If the integers $a,b,c$ are distinct, then the number $h=(a-b)(a-c)(b-c)$ is different from zero. In case $h\ne\pm1$, let $q_1,\dots,q_n$ denote all prime $>3$ divisors of $h$.

If two or more among numbers $a,b,c$ are even, put $r=1$, otherwise put $r=0$. Clearly, at least two of the numbers $a+r$, $b+r$, $c+r$ will be odd. If $a,b,c$ give three diferent remainders upon dividing by $3$, put $r_0$. If two or more among $a,b,c$ give the same remainder $\rho$ upon dividing by $3$, put $r_0=1-\rho$. Clearly, at least two of the number $a+r_0, b+r_0, c+r_0$ will be not divisible by $3$.

Now, let $i$ denote one of the numbers $1,2,\dots, s$. Exists an integer $r_i$ such that none of the numbers $a+r_i, b+r_i, c+r_i$ is divisible by $q_i$. According to the Chinese remainder theorem, there exist infinitely many positive integer $n$ such that $n\equiv r\mod2$, $n=r_0\mod3$, and $n\equiv r_i\mod q_i$ for $i=1,2,\dots, s$.

We shall show that the numbers $a+n,b+n$ and $c+n$ are pairwise relatively prime. Suppose, for instance, that $(a+n_,b+n)>1$. Then  there would exist a prime $q$ such that $q|a+n$ and $q|b+n$, hence $q|a-b$, which implies $q|h$ and $h\ne\pm1$. Since $n\equiv r\mod 2$ and at least two of the numbers $a+n, b+n, c+n$ are odd, and we cannot have $q=2$. Next, since $n\equiv r_0\mod3$ at least two of the numbers $a+r_0,b+r_0,c+r_0$ are not divisible by 3, at least two of the numbers $a+n,b+n,c+n$ are not divisible by $3$, and we cannot have $q=3$.

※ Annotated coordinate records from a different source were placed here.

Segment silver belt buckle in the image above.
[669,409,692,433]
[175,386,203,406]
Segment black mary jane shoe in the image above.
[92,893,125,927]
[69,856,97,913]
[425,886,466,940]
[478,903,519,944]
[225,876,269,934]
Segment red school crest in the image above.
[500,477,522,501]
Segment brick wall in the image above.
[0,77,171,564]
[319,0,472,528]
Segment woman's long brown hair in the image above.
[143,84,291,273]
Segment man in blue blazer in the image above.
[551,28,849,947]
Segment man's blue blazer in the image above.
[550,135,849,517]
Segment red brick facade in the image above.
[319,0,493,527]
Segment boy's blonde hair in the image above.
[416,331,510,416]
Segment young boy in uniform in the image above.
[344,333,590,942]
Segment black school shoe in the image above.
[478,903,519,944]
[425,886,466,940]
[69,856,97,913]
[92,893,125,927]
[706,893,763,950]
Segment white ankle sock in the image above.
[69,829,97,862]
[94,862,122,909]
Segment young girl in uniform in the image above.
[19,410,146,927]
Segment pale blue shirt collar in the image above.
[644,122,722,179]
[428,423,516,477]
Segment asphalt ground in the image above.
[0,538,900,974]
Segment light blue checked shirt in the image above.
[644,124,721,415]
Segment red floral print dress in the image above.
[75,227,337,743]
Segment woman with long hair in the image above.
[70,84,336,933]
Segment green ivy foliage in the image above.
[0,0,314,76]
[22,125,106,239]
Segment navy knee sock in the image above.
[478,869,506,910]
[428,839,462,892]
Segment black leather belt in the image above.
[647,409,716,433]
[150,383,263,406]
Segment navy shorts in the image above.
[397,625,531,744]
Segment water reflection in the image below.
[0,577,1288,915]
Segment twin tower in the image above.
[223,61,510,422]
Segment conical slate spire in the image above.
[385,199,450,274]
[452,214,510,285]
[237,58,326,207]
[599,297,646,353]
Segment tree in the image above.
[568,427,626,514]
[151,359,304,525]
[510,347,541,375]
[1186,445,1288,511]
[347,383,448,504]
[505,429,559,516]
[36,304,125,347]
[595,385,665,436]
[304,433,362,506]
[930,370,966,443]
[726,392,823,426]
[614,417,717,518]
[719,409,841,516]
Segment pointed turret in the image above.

Since $q|h$, in view of the definition of $h$, we have $q=q_i$ for a certain $i$ from the sequence $1,2,\dots, s$. However, in view of $n\equiv r_i\mod q_i$, or $n\equiv r_i\mod q$, and in view of the fact that none of the numbers $a+n,b+n,c+n$ is divisible by $q_i=q$, contrary to the assumption that $q|a+n$ and $q|b+n$. Thus, we provet that $(a+n,b+n)=1$. In a similat way we show that $(a+n,c+n)=1$, and $(b+n,c+n)=1$. Therefore the numbers $a+n,b+n$ and $c+n$ are pairwise relatively prime. Since there are infinitely many such numbers $n$, the proof is complete.